Rob Marrs is analysing data on vegetation change in long-term manipulative experiments in the British uplands
It is a fact of life that the species that occur within a landscape change through time. This change can be brought about by a range of factors, including climate change, pollution, land-management and random events. But, such change can be very slow, for example in the British uplands where the climate is harsh. If we wish to conserve our upland landscapes, therefore, we need to know how they change, the speed at which they change and the factors that drive these changes. Accordingly in my project I will measure the speed and direction of change in two case-studies where change has been partly enforced by management – rewilding and bracken control. I will do this using data collected from long-term manipulative experiments, where the effects of management can be compared against a business-as-usual, no-treatment control.
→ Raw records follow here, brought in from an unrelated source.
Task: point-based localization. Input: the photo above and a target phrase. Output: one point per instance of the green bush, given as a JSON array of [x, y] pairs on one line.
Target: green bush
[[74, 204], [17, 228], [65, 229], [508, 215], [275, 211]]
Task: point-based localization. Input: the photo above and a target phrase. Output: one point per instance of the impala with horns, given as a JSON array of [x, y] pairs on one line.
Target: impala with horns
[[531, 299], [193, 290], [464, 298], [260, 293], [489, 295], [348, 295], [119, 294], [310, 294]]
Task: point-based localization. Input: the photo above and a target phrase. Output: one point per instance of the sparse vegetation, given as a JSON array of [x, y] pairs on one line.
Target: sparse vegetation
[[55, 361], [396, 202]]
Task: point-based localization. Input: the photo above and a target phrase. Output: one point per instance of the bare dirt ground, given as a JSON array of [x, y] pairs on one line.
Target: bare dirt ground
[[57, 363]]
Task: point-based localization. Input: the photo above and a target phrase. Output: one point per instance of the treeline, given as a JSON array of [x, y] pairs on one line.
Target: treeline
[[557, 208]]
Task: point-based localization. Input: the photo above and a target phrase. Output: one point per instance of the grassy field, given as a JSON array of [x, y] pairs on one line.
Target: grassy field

Rewilding, the effects of no-sheep
Removal of sheep has been suggested as part of an attempt to make upland landscapes ‘more wild’. I hypothesise that overgrazing by sheep has reduced the conservation value of the landscape, and hence if it is removed, the vegetation should recover. I will test this by comparing the vegetation change in ten separate experiments set up between 1954 and 1967 in the north Pennines; each experiment has paired sheep-grazed and ungrazed plots. I will measure change in three ways, considering (1) individual plant species, (2) plant communities, and (3) using use a trait-based approach to tease out effects of pollutant loads.
Bracken control
Bracken is one of the world’s most intractable weeds, causing considerable problems in Britain. Over the last 40 years, we have developed good techniques to control this Triffid, but we do not know how resilient it is – i.e. how quickly and how strongly it ‘bounces-back’ from even quite successful treatment. I have maintained two large-scale experiments on bracken control for 25 years, and both were very successful in more or less eradicating it. However, I deliberately stopped applying control treatments in 2012 to assess the bounce-back effect, and since then have been measuring both bracken recovery, and as important, the impact of recovering bracken recovery on the underlying plant species. This time for recovery will be of critical importance for the deployment of large-scale bracken control schemes.
Both case-studies will impact on our theoretical knowledge of ecological processes in upland ecosystems and the quantification of rates of change will have great relevance for land managers.